The group claimed no artistic manifesto but other members included Paul Klee, Albert Bloch, August Macke and Marianne von Werefkin and it is believed that the title of the group derived from Marc and Kandinsky’s fondness for the colour blue, horses and their riders. Kandinsky wrote (in On the Spritual in Art, 1911) that blue was the colour that represented spirituality.
Marc’s philosophical approach to painting is exemplified by his use of animals as subject matter and Deer in a Monastery Garden is no exception. Symbolising an Eden freed from the corruption of materialism, animals for Marc represented a way for him to achieve movement to a higher spiritual plane, perhaps an inevitable yearning following his theological studies that he had hoped would lead him into a life in priesthood.
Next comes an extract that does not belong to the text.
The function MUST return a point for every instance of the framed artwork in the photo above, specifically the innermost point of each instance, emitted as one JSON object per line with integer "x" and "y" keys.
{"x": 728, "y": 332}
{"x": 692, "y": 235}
The painting also is typical of Marc’s approach to depicting animals. Here we see the deer in garden, a monastery garden, again evoking his theological studies; the animal is at peace and in harmony with its surroundings, another theme of Marc’s and a further representation of his search for spiritual harmony on a higher level than the materialistic world in which he lived.
After volunteering for service at the outbreak of World War I Marc joined the army. He sadly never painted again after that undertaking, for he was killed by shrapnel in 1916 during the assault upon Verdun, one of the bloodiest and longest during the whole war.